Jak podaje "Gazeta Wyborcza", poszukiwana Izabela jest "cała i zdrowa". Odnalazła się w Bolesławcu, gdzie miała przebywać u znajomych. Informację o jej odnalezieniu w rozmowie z dziennikiem potwierdziła rzeczniczka prokuratury w Jeleniej Górze Ewa Węglarowicz-Makowska.
Z informacji "Gazety Wyborczej" wynika, że Izabela P. przebywała u znajomych, którzy powiadomili służby. Dziennikarze "GW" we wtorek 20 sierpnia otrzymali informację z dwóch niezależnych źródeł o tym, że poszukiwana kobieta została odnaleziona. Rzeczniczka prokuratury już oficjalnie przekazała, że tego dnia ok. godziny 13 informację o znalezieniu Izabeli P. otrzymała policja w Bolesławcu, gdzie przebywała kobieta. Żadne inne szczegóły sprawy jak na razie nie są znane.
Przypomnijmy, że Izabela P. zaginęła 9 sierpnia. Tego dnia przemieszczała się autostradą A2 z Bolesławca do Wrocławia, skąd miała odebrać ojca ze szpitala. W trakcie podróży zepsuł się jej samochód, o czym powiadomiła tatę przez telefon. Pod wskazane miejsce przyjechali specjaliści, aby naprawić auto, jednak Izabeli P. już tam nie było. Od tego momentu uwał się z nią kontakt, a w samochodzie znaleziono pozostawiony przez kobietę telefon.
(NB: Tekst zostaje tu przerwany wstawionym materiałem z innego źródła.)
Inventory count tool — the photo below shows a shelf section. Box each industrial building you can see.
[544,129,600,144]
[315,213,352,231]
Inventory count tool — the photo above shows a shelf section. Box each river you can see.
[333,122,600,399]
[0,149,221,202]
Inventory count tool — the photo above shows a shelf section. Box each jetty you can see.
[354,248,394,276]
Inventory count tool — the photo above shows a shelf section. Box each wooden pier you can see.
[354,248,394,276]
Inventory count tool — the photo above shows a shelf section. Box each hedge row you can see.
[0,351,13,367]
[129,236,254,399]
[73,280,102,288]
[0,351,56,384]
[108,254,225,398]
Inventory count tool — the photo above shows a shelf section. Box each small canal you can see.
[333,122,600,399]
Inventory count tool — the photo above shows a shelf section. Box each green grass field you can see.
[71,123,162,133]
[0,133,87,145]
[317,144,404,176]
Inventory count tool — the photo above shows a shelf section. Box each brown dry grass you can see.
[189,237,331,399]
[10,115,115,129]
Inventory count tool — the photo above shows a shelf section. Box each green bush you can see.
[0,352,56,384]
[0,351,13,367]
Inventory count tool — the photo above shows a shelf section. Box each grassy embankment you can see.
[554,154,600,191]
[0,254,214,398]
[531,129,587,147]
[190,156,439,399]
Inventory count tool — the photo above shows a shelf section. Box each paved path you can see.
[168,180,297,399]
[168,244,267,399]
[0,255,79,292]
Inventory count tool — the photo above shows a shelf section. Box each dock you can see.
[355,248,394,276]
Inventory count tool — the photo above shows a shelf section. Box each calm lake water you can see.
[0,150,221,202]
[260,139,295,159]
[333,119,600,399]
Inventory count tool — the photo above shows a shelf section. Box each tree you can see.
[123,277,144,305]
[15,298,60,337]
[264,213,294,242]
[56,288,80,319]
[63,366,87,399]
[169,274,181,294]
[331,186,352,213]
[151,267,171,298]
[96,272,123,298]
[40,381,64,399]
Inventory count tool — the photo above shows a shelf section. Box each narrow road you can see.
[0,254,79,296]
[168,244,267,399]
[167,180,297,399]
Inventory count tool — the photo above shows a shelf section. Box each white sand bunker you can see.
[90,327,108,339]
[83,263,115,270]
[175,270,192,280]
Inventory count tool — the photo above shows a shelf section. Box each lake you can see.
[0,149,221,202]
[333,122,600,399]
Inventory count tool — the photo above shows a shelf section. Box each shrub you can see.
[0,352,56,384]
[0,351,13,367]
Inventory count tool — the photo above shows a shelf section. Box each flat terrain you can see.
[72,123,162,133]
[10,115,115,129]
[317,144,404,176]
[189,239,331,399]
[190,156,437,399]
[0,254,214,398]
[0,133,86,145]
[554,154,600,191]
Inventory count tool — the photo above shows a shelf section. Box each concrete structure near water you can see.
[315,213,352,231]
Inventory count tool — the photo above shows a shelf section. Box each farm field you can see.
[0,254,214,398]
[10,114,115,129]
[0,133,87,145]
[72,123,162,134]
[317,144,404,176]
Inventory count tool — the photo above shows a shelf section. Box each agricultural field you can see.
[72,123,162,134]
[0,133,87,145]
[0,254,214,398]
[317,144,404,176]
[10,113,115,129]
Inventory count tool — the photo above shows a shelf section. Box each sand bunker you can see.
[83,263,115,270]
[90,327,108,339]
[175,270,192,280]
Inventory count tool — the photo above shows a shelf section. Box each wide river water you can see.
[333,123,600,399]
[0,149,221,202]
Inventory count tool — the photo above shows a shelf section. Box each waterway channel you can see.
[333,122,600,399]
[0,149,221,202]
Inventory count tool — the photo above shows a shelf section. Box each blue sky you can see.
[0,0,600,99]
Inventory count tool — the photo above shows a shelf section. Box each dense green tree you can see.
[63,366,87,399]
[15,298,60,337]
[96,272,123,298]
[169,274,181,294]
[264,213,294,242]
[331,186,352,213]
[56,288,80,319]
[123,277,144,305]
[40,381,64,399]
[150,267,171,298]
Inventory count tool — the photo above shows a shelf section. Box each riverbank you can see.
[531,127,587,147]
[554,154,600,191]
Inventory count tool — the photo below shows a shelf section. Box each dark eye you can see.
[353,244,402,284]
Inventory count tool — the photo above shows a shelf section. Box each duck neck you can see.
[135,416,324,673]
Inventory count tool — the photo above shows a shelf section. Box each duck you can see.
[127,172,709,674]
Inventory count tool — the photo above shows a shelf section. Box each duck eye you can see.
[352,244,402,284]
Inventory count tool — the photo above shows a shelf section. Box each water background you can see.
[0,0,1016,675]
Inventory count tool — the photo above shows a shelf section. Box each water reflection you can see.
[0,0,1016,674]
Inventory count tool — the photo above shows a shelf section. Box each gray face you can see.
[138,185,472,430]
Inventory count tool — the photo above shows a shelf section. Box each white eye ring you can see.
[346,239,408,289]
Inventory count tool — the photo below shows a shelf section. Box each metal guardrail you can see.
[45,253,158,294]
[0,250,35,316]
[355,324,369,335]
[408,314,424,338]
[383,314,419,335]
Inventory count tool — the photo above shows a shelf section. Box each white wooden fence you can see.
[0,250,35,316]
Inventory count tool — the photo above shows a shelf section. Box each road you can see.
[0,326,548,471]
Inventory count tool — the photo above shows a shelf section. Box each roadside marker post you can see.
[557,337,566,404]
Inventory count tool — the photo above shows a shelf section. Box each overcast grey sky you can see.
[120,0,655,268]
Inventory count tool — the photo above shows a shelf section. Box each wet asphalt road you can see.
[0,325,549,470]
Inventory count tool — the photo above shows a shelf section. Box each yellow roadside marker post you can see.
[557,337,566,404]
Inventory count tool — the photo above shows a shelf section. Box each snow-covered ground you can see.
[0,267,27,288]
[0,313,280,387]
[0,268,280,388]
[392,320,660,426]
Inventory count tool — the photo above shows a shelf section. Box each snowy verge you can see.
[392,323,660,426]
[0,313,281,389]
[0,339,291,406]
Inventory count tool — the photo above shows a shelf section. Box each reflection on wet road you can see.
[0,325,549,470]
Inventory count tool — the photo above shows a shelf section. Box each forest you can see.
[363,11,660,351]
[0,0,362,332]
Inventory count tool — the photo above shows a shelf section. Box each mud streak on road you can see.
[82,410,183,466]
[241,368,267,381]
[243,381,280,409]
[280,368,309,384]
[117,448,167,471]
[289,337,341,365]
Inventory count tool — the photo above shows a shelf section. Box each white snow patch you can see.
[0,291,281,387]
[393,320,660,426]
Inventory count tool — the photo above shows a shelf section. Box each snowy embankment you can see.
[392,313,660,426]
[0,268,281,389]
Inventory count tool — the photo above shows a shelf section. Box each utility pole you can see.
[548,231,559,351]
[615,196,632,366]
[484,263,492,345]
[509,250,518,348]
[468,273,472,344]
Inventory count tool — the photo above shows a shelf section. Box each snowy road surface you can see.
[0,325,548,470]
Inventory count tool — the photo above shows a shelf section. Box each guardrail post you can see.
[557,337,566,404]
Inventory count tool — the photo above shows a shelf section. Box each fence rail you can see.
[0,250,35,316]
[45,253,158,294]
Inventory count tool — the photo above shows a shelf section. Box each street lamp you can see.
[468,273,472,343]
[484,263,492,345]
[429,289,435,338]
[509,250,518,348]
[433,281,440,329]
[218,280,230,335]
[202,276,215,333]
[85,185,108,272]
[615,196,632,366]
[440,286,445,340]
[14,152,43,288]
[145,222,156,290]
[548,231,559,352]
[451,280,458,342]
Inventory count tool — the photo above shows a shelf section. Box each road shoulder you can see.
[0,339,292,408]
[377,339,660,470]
W poszukiwania włączyły się nie tylko służby i bliscy Izabeli, ale także internauci. 19 sierpnia media informowały, że sprawą zajęła się prokuratura. - Wstępnie wszczęte zostanie śledztwo w kierunku art. 189. § 1. Kodeksu karnego, czyli pozbawienia wolności innej osoby - przekazała prokurator Ewa Węglarowicz-Makowska, rzeczniczka jeleniogórskiej Prokuratury Okręgowej w rozmowie z Interią. - Aczkolwiek jest to wstępna wersja, ponieważ na tę chwilę w oparciu o materiał przedłożony przez funkcjonariuszy policji nie jesteśmy w stanie stwierdzić, co się z tą osobą stało. Nie możemy takiej wersji wykluczyć, ale to wszystko będzie wymagało sprawdzenia - informowała.